Les critères de mérite indiqués dans ma sélection contribuent aux besoins actuels de l’effectif, car ils me permettent d’avoir un candidat qui possède de fortes compétences en communication orale et de présentation qui est en mesure de donner des présentations et de s’acquitter des obligations d’un spécialiste de services aux citoyens et qui possèderait l’expérience requise pour entreprendre les mêmes fonctions.

[…]

 

[18] Mme Amatangelo a témoigné qu’aux fins du processus de nomination pour le poste de SSC, les critères de mérite essentiels étaient évalués en fonction des résultats du processus d’évaluation. Les critères constituant un atout et le besoin organisationnel ont été évalués en fonction des renseignements figurant dans la candidature des candidats.

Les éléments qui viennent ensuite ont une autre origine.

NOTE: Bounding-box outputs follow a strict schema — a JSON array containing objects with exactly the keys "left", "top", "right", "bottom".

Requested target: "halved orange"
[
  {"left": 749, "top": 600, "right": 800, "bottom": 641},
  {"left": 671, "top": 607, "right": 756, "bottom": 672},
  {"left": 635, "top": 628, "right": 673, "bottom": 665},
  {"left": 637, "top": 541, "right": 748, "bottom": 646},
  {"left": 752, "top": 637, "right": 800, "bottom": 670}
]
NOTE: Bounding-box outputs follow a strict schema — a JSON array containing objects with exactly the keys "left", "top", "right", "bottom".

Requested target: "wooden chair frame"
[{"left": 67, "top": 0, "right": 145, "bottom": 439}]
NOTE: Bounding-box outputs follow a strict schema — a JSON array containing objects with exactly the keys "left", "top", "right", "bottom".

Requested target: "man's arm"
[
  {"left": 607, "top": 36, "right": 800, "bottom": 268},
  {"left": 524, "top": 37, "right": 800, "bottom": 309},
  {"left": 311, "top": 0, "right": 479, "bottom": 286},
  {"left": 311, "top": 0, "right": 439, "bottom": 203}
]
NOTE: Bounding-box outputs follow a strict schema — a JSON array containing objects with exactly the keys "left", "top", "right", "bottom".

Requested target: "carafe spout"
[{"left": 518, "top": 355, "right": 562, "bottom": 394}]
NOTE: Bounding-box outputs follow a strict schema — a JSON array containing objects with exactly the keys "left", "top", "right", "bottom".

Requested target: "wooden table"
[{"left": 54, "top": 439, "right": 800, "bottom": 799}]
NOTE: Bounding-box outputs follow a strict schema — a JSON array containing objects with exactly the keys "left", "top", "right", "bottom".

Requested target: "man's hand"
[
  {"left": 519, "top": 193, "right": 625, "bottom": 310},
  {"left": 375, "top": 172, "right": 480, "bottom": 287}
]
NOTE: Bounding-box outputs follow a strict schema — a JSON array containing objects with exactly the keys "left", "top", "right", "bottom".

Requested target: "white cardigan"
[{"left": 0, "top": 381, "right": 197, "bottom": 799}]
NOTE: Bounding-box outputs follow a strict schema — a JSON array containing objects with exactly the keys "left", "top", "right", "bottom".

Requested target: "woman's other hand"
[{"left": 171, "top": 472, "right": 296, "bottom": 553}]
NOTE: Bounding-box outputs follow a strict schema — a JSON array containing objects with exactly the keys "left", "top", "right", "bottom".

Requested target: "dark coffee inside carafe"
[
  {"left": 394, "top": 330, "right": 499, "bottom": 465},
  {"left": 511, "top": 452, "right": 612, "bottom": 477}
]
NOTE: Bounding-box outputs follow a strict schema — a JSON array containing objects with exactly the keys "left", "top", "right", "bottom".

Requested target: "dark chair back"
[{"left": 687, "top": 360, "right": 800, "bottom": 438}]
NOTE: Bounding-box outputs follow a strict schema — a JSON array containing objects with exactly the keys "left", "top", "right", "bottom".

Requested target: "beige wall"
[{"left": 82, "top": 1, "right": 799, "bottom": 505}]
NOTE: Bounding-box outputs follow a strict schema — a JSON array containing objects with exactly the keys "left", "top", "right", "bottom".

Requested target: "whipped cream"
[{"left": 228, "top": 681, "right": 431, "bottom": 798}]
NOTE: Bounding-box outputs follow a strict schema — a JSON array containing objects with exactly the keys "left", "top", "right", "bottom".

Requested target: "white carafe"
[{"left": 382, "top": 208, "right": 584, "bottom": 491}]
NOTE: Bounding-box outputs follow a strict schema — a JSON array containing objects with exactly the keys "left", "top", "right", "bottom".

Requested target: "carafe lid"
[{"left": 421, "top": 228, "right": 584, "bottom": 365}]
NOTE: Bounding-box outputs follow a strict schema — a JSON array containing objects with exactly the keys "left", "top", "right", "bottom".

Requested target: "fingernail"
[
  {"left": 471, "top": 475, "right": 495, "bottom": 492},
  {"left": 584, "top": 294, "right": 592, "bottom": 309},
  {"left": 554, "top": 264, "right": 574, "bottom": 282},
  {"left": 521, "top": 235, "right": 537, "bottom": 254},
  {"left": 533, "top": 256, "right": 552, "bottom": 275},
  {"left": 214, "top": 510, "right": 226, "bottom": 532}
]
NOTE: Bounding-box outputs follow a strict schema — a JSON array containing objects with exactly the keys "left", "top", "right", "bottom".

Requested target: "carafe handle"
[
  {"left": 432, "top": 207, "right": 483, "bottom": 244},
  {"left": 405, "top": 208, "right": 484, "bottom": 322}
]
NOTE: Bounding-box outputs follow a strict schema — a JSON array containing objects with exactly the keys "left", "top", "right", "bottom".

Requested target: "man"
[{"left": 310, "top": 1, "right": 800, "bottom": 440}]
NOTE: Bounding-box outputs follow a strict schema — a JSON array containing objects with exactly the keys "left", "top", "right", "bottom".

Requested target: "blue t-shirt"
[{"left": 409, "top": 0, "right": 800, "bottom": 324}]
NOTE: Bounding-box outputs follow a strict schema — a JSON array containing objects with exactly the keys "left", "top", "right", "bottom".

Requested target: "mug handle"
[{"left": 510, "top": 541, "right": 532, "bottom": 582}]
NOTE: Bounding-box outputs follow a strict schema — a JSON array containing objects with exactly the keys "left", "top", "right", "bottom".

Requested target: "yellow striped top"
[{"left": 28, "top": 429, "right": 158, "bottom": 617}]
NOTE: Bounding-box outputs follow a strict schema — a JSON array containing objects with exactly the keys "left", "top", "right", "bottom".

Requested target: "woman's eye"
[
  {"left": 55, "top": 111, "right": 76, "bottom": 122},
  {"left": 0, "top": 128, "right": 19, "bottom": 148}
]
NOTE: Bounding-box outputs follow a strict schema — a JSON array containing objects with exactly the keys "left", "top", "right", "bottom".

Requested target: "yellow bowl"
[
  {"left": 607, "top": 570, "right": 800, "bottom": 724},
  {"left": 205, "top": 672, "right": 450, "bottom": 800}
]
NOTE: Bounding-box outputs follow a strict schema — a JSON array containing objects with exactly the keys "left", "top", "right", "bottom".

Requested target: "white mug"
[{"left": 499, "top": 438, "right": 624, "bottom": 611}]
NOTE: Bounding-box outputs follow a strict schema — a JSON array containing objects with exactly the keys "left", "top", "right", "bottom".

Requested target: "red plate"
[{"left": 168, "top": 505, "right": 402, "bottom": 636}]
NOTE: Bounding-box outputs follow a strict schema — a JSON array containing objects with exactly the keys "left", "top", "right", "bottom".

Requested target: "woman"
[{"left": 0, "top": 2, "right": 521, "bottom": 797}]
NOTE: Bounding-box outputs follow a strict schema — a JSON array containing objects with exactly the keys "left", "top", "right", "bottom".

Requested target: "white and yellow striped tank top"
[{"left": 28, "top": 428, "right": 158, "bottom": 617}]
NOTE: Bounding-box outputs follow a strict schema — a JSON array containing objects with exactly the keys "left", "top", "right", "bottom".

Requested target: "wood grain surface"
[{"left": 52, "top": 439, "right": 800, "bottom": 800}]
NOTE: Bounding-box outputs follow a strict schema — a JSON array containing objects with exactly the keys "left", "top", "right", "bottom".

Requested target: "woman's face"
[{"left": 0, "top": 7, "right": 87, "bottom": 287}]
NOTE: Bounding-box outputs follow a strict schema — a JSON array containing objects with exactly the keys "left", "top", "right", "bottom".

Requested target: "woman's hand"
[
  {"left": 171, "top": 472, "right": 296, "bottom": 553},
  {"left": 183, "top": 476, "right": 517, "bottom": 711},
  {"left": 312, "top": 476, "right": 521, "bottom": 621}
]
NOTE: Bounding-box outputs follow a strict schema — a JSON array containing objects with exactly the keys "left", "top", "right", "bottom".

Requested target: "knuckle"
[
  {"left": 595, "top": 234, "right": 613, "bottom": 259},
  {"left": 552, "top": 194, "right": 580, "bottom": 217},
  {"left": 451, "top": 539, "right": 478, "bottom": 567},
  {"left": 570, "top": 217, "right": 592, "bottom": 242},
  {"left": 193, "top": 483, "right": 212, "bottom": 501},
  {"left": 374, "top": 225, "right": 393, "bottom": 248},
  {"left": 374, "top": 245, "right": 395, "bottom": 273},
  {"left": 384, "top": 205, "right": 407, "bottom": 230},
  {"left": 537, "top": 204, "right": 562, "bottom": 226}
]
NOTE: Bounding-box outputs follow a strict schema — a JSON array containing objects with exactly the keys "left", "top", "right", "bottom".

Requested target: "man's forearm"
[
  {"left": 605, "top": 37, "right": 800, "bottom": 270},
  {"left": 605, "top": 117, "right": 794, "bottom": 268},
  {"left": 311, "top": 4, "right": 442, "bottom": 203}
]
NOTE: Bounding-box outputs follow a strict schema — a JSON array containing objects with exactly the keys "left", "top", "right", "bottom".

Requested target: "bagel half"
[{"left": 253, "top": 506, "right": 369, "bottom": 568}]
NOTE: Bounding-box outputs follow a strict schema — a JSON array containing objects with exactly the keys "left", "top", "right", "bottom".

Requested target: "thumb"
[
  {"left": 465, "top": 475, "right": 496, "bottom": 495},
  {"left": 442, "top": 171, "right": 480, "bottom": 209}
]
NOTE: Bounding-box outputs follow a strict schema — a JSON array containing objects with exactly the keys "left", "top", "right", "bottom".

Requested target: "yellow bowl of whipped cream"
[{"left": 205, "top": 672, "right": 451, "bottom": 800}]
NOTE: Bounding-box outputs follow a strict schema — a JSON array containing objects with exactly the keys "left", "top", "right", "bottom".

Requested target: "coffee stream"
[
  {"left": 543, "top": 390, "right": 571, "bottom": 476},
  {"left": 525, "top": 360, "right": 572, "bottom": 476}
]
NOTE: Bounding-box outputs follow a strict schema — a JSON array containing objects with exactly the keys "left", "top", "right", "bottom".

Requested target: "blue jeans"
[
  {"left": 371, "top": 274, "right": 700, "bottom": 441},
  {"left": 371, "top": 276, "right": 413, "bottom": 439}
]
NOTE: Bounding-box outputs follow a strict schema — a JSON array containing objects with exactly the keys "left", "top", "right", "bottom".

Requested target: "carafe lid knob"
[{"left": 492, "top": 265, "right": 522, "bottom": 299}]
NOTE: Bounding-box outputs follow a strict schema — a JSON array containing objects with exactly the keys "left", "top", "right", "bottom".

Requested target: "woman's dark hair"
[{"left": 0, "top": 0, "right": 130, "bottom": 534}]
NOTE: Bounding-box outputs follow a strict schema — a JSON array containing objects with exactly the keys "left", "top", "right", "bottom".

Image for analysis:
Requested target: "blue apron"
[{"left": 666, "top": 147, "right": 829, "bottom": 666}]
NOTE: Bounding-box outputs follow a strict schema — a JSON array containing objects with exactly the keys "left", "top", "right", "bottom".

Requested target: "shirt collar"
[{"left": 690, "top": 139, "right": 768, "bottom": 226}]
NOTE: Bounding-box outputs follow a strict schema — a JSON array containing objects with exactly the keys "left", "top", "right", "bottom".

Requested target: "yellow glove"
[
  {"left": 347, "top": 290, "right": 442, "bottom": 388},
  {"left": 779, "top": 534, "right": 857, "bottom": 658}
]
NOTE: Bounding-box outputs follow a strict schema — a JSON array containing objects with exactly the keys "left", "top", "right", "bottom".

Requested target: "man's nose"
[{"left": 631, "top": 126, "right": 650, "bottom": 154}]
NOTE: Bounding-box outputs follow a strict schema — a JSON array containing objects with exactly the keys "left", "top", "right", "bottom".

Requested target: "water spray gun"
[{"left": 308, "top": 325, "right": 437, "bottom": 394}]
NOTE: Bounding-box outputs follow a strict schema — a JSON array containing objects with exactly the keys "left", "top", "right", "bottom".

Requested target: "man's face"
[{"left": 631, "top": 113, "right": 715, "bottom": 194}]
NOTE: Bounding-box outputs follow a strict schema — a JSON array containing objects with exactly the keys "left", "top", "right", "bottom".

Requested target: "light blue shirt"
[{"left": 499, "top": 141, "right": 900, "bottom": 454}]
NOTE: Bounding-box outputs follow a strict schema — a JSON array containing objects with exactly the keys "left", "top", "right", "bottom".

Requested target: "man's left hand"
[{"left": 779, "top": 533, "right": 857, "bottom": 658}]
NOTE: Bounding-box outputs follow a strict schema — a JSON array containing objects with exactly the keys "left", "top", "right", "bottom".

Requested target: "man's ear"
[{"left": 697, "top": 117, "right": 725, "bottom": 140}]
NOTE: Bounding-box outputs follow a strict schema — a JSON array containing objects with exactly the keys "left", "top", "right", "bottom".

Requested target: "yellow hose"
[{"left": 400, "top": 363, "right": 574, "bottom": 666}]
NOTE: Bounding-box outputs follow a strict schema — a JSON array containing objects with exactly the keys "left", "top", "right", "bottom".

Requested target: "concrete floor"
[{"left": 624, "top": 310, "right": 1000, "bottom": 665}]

[19] Mme Amatangelo a déclaré qu’elle cherchait un candidat qui était prêt à exercer les fonctions du poste de SSC et qui n’avait pas besoin de formation. En raison de la diversité de Brampton, elle souhaitait avoir un candidat qui s’était auto‑identifié en tant que minorité visible, car elle estimait qu’il serait en mesure d’établir des liens et de représenter la collectivité à servir.

[20] Mme Amatangelo a témoigné que le plaignant avait été jugé ne pas satisfaire à six des critères d’expérience constituant un atout et qu’il ne satisfaisait pas au besoin organisationnel, car il ne s’était pas auto‑identifié en tant que minorité visible.

[21] Le plaignant ne souscrivait pas à l’évaluation de sa candidature. Il n’a pas contesté le fait que la personne nommée satisfaisait aux critères essentiels et de mérite constituant un atout, ainsi qu’au besoin organisationnel.

[22] Même si le plaignant n’a pas satisfait au critère constituant un atout en matière de planification, d’organisation et d’exécution de présentations, il a témoigné qu’à titre de conseiller municipal, de membre du conseil d’administration de l’hôpital et de président du Club « Rotary », il participait grandement au sein de la collectivité et donnait des présentations.

[23] Mme Amatangelo a répondu que la candidature du plaignant portait sur sa capacité à faire des présentations, mais qu’elle ne comportait aucune mention des éléments de leur planification et de leur organisation. Par conséquent, il ne satisfaisait pas aux exigences de cette qualification.

[24] Le plaignant n’a pas satisfait à trois critères constituant un atout connexes en matière d’expérience récente et significative dans la réception de demandes de prestations de SV et de RPC, dans l’exécution des programmes de RPC et dans l’exécution des programmes de SV.

[25] Le plaignant a soutenu qu’il était un conseiller en rémunération chevronné possédant de vastes connaissances en matière de SV et de RPC.

[26] Mme Amatangelo a répondu que la candidature du plaignant portait sur ses connaissances du RPC et de la SV, mais n’indiquait pas qu’il avait reçu des demandes ou qu’il avait exécuté l’un ou l’autre des programmes. En outre, sa candidature n’indiquait aucune période relative à l’expérience liée au RPC ou à la SV et il était impossible de déterminer si son expérience était récente ou significative.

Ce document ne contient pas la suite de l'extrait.